In the midst of this upheaval, Sinclair MacLagan took the crucial decision to abandon the objective of taking the third hill, believing that the Turks could push them back into the sea. He re-grouped his men at the second hill, saving the lives of thousands of men.
Burness considers that Sinclair MacLagan "made the most critical decision on that first day of Gallipoli, and in the process became a central figure in establishing the whole legend of the Anzac forces."
Sinclair MacLagan and his men continued to fight with honour, as described by a soldier who wrote in the Sydney Morning Herald in June of that year: "There is no doubt that the sturdy Third under Col MacLagan fought like Trojans on the Gallipoli peninsula, and covered themselves with glory."
Despite their best efforts, the Anzac forces never stood a chance. Conditions on the Gallipoli beach were atrocious. It was the middle of summer, troops had inadequate water, hygiene was bad and the men were shelled continually. After six months, during which time they had barely moved beyond their initial positions, nearly 9,000 Australians had been killed and a further 17,000 injured. The army high command decided to cut their losses and leave.
The Anzac forces were moved to France where the Australian high command began to release their British officers. Sinclair MacLagan was among the only exceptions; he was the only British officer to remain with them for the whole of the war.
"Other British generals wanted to mould them, but he didnt," says Burness, of the Australian Military Museum. "He was highly competent and the men trusted him. So the High Command were prepared to ignore the fact that he wasnt Australian and keep him."
Sinclair MacLagan, newly appointed Major General of the Fourth Division, was once again thrown into a difficult situation. Through the battles for Pozieres and Passchendaele, the Anzac forces saw horrific action. Then the Fourth was sent in to the conclusive battle against the Germans at Beaumont-Hamel. This time they were to triumph.

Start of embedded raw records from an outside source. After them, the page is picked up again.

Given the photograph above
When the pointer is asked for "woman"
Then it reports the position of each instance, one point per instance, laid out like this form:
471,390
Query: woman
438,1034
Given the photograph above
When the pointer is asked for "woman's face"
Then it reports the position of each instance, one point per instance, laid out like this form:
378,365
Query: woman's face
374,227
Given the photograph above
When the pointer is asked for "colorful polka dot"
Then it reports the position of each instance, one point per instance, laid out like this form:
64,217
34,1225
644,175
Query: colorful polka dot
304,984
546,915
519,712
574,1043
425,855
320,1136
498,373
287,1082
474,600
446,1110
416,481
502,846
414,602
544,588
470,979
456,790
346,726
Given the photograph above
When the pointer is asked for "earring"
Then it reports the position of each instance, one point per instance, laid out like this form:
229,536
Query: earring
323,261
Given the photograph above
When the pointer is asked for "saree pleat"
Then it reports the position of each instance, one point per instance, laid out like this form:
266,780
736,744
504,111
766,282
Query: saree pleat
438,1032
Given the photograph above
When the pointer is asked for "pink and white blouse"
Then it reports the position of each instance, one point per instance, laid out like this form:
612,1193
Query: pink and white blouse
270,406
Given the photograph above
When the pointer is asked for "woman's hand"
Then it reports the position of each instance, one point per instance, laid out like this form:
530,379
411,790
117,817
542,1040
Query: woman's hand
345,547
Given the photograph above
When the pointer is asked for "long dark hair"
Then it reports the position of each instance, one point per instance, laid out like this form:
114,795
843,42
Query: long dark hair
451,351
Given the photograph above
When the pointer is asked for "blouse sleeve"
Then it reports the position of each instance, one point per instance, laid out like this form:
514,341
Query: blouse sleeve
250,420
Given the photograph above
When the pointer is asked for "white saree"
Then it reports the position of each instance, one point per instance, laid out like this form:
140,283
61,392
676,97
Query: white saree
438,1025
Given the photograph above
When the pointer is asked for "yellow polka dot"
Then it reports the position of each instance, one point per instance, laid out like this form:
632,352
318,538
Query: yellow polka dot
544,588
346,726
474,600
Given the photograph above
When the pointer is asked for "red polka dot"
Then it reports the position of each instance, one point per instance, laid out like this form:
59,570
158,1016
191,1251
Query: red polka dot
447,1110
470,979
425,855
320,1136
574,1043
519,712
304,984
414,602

In March 1918, the Germans broke through the British front and the allies were in retreat. The Australians were poured in to secure the breach. Sinclair MacLagan led what is considered to be a textbook assault on the Germans, repelling their offensive.
"It was the turning point of the war," notes Alan Carswell, senior curator at the Scottish National War Museum, Edinburgh. "It is the point where the German offensive of 1918 stalls and it was the Australians and Sinclair MacLagan who turned the tide."

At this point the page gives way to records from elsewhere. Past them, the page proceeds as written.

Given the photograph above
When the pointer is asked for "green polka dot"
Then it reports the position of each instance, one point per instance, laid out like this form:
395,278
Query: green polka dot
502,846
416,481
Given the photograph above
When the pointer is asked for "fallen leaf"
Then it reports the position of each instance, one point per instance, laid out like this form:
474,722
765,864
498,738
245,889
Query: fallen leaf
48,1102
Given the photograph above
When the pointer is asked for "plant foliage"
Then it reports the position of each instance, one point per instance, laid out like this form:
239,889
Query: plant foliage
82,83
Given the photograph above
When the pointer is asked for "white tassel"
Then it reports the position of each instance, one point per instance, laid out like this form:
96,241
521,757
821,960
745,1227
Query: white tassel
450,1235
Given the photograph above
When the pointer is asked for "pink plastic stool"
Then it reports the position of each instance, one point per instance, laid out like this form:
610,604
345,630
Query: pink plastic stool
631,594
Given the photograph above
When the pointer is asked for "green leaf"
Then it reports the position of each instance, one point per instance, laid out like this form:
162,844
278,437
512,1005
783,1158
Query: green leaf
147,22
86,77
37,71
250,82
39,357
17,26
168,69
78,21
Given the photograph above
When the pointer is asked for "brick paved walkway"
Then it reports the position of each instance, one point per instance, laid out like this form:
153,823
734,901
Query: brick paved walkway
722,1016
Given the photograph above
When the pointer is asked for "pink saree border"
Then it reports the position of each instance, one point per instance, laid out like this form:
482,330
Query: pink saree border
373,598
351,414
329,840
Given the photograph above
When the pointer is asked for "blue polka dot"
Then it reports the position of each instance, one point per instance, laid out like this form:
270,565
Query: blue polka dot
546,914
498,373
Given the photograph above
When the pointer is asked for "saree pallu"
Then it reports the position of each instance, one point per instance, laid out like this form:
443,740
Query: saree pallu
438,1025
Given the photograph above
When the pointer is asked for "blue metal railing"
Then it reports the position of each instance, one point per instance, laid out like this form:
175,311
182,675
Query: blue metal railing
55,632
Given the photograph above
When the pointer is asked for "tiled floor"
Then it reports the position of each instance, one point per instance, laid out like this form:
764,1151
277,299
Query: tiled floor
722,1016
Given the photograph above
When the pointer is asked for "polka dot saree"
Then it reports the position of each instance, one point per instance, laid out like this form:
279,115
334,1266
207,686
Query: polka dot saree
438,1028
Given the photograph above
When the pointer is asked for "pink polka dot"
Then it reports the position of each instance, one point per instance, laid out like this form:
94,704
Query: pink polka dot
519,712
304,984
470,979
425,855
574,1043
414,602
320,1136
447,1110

A decorated Sinclair MacLagan Picture: courtesy Kay Anderson
Sinclair MacLagan was highly decorated by the British, French and Americans, but it is in Australia that he was held in highest regard. Sir John Monash, Australias most senior commander, noted in an interview after the war that, "He (Sinclair MacLagan) never failed in performance and invariably contrived to do what he had urged could not be done. One could not afford to take him at his own modest estimate of himself."

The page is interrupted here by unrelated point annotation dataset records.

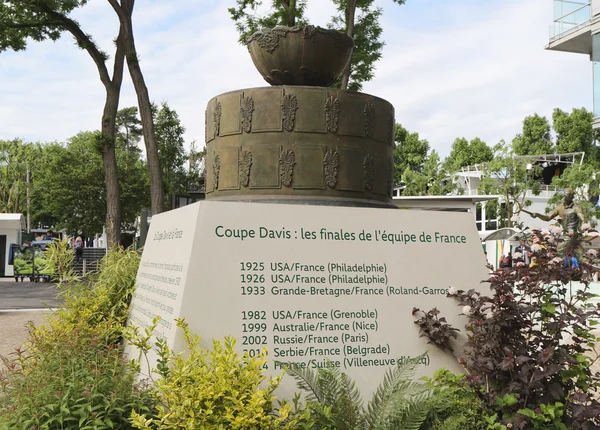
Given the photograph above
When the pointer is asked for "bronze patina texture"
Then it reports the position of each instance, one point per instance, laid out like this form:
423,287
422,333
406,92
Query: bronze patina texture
300,55
292,143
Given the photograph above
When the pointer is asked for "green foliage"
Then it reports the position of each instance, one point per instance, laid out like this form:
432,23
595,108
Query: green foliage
28,19
282,12
508,176
465,153
16,157
535,138
585,182
56,200
214,389
531,342
72,374
410,152
171,153
336,403
574,133
134,179
547,417
368,45
454,405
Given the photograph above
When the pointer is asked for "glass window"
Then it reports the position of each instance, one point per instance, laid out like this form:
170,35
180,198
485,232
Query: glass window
596,72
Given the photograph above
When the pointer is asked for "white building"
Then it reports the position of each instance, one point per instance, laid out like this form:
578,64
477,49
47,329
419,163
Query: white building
11,226
576,29
468,198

He continued: "Although not Australian born, he was wholeheartedly Australian."
Kay Anderson, Sinclair MacLagan's granddaughter, thinks she knows why he was taken to the hearts of his Australian soldiers.
"He was not a man to sit behind the lines," she says. "He spent a lot of time talking to the front-line soldiers and finding out how they were. He cared deeply about his troops."
After the war Sinclair MacLagan ended his military career with the Black Watch in Scotland. Although he came out of the war alive, he did not return home unscathed. Anderson remembers a man who tried to block out the horror of what he had seen, but could not stop remembering.
"He never talked about Gallipoli and France," she says of her grandfather, who died in 1948, "but he used to shout in his sleep. I think he was dreaming about the war."